EGU General Assembly 2021
© Author(s) 2021. This work is distributed under
the Creative Commons Attribution 4.0 License.

The reinforcement effect of vegetation on live cribwalls

Alejandro Gonzalez Ollauri, Slobodan Mickovski, Rohinton Emmanuel, and Albert Sorolla Edo
Alejandro Gonzalez Ollauri et al.
  • Glasgow Caledonian University, The BEAM Research Centre, Civil Engineering and Environmental Management, United Kingdom of Great Britain – England, Scotland, Wales (

Live cribwalls are Nature-based solutions consisting of timber-based structures acting as retention walls at the toe of slopes and embankments subjected to instability and erosion events. The structure of live cribwalls resembles a multi-level crib made of timber logs from different plant species (e.g. pine, spruce, hazelnut, etc.). The crib structure is then backfilled with earth materials in which locally-available plant cuttings and/or saplings are inserted to establish a dense cover of native vegetation, providing added reinforcement and stability to the cribwall over time; particularly after the complete decay of the timber structure is reached.
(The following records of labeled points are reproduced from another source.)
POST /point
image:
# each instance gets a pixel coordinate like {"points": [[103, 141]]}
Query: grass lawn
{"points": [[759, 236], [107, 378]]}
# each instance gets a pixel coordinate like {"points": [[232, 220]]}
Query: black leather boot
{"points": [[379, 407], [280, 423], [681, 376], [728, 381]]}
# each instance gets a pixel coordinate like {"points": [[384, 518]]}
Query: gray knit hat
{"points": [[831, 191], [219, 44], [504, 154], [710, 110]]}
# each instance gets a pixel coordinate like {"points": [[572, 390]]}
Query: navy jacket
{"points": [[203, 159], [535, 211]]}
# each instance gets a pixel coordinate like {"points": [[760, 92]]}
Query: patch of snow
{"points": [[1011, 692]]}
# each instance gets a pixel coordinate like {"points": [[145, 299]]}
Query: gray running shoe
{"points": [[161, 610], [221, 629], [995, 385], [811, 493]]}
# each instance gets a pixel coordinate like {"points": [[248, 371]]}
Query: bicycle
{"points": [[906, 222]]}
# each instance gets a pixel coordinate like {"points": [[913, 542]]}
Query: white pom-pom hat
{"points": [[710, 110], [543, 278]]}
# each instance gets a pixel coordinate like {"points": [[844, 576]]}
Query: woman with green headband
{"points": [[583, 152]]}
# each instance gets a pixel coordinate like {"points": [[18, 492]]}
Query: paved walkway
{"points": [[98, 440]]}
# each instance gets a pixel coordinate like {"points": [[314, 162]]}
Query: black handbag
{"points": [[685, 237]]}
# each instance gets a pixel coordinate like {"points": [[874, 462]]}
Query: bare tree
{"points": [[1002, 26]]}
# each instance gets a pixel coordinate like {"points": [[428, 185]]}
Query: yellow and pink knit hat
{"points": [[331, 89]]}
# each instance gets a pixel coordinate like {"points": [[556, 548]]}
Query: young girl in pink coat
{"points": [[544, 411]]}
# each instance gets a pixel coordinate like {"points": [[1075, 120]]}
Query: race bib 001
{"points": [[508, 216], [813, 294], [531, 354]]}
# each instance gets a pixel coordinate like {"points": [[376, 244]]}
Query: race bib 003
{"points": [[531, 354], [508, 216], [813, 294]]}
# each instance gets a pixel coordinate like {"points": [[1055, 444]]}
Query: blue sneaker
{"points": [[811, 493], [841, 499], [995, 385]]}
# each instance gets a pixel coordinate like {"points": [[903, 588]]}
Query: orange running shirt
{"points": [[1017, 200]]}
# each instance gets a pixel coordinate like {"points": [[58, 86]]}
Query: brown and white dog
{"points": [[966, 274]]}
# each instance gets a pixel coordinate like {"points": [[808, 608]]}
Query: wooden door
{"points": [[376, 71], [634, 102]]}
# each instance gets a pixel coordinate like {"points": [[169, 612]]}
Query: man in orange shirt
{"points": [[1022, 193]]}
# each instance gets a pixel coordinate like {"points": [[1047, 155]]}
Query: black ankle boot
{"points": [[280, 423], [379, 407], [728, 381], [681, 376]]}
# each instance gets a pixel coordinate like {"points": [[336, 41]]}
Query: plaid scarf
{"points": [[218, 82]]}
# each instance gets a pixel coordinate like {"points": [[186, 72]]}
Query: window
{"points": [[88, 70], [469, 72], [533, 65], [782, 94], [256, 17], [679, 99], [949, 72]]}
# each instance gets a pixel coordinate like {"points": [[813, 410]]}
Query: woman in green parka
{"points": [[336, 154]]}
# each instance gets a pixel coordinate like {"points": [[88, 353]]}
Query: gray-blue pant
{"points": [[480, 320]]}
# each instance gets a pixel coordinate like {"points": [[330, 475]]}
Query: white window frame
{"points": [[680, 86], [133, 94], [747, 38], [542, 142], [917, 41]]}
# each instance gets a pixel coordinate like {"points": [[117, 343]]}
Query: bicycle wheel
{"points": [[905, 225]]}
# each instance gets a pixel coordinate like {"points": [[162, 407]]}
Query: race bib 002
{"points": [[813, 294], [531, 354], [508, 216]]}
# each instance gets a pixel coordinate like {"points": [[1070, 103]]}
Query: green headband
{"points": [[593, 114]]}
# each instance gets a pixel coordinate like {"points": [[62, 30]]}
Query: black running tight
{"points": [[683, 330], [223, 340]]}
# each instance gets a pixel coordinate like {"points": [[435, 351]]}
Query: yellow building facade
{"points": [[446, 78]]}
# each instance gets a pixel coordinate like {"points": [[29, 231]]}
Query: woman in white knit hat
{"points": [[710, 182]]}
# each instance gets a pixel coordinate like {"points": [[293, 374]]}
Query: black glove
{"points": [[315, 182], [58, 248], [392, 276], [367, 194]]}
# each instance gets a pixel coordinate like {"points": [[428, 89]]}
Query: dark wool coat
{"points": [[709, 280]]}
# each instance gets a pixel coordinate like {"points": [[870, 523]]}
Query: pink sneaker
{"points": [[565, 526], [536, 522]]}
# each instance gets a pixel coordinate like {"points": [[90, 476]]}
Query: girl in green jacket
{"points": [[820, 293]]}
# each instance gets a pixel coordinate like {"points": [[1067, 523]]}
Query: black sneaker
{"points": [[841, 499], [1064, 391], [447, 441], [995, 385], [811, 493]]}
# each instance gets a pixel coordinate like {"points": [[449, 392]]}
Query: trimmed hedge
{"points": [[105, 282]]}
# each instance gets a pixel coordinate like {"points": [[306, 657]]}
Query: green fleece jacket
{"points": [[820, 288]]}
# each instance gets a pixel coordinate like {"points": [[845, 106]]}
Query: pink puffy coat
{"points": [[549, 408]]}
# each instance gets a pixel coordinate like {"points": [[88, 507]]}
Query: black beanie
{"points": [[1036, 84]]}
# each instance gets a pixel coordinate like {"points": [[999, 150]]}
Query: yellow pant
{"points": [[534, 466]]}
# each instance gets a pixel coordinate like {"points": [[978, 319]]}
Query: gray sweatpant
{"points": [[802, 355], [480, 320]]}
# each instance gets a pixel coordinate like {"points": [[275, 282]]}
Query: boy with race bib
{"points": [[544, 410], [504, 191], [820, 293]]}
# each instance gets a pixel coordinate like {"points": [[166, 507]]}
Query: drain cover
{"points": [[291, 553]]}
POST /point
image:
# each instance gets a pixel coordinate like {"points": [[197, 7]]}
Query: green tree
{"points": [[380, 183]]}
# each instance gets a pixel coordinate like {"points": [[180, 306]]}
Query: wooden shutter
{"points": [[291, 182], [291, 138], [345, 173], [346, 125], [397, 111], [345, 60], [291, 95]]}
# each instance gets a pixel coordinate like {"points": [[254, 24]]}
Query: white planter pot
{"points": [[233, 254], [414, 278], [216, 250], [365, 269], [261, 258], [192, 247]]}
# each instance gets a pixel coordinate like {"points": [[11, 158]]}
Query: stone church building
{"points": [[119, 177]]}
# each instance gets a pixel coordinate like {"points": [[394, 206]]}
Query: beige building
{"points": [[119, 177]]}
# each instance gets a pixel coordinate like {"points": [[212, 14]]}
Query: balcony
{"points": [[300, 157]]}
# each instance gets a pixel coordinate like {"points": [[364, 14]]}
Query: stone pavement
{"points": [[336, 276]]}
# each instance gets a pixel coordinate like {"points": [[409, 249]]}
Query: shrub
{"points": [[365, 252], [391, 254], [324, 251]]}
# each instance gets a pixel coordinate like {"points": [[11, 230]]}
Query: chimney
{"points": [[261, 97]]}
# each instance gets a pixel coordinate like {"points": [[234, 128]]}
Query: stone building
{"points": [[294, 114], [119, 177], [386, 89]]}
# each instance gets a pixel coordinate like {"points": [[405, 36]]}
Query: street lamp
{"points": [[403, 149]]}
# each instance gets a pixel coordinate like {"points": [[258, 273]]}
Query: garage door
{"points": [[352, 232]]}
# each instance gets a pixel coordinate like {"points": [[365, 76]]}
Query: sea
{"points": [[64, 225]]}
However, the effect of vegetation on the reinforcement of live cribwalls has not been examined systematically. Information on how vegetation can contribute to reinforce cribwalls hydrologically and mechanically is essential to evaluate the long-term performance of these Nature-based solutions against hydro-meteorological hazards. In this study, we propose a novel conceptual, numerical model based on empirical knowledge to evaluate the reinforcement effect of vegetation on live cribwalls over time. We also demonstrate how the proposed model can be applied to other Nature-based solutions concerned with slope protection and erosion control, such as live gratings or palisades.

How to cite: Gonzalez Ollauri, A., Mickovski, S., Emmanuel, R., and Sorolla Edo, A.: The reinforcement effect of vegetation on live cribwalls, EGU General Assembly 2021, online, 19–30 Apr 2021, EGU21-5858,, 2021.